Bible delivers an elliptical, provocative novella about the profane and the spiritual, all of it drenched in sweat, sex, and booze.
In the American South, a reverend named Maloney (who also narrates) guzzles booze and indulges in sexual thoughts—not model behavior, surely. He spends a lot of time drunk at church and hangs with an assortment of down-on-their-luck types—most notably, his best friend, Eli, a chess genius whom one character accuses Maloney of using for money. Is this the case? Bible tells his story in short bursts, poetic and plainspoken; he shuffles readers from place to place, catapults them from nastiness to nastiness. Gradually a story develops, but this book is about tone: sometimes vulgar, sometimes romantic, always confrontational.

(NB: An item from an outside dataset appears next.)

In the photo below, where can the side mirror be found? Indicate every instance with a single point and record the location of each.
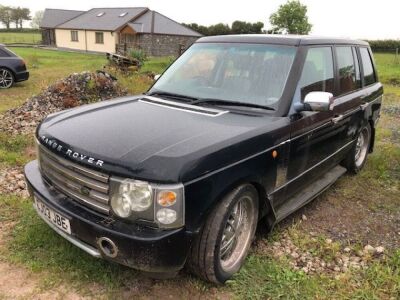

In service to this tone, much of the book—characters, their back stories, their motivations—feels concealed. Certainly authors have done great work in such elliptical modes—marketing copy here cites Barry Hannah and Nicholson Baker—but the uninflected style and tone also recall newer books like Young God or Nowhere, not to mention plenty of brief, broken-seeming works emerging from indie presses. Bible wants to provoke—consider Maloney’s recurring sex dreams about the Holy Ghost or a moment when he grooms his pubic hair into the shape of a cross or musings on whether or not Jesus had wet dreams—but his attempts at provoking are, well, sort of dull and conventional. Familiar in form and profane content, the novella takes no real risks. “Failure is the most interesting trait,” Bible writes early on, and he has a point. Ultimately, this novella is too cloistered, too fashionable, too safe to do much failing, and Bible’s ambition to be interesting and different disappears into the book’s ellipses.
An “experimental” novel that manages mostly to be conventionally unconventional.